To synthesize probe 1, l-Rha was first converted into thiorhamnoside 2 in four steps by peracetylation, thioglycosylation, Zemplén deacetylation, and perbenzoylation (Scheme S2A). Briefly, peracetylated l-Rha was treated with thiophenol and boron trifluoride etherate to give 5 as predominantly the α-anomer. Zemplén’s method of deacetylation followed using sodium methoxide in methanol. Subsequent benzoylation afforded us the desired perbenzoylated thio-α-rhamnoside 2 in good yield. Isolation of the α-isomer was indicated by a 3 J 1,2 coupling constant of 1.6 Hz (Table S1). It should be noted that Ghosh and co-workers reported attempted glycosylation reactions with the peracetylated rhamnoside 5, but these reactions failed to give the expected product under several different conditions. For this reason, we performed the described protecting group manipulation to obtain rhamnoside 2.

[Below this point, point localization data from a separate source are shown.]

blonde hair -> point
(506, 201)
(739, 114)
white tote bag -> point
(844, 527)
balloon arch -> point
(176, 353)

The first glycosylation was carried out between a commercially available glucosamine donor and an azido-PEG3-alcohol linker (4, Scheme B), the latter of which was synthesized based on a reported method by Wang and co-workers. Glycosylation in the presence of N-iodosuccinimide (NIS) and trimethylsilyl triflate (TMSOTf) as an activator provided the corresponding glycosylated product 3 in a β-selective manner, as confirmed by a 3 J 1,2 coupling constant of 8.4 Hz (Table S1).

2. Synthetic Scheme to Obtain Probe 1 .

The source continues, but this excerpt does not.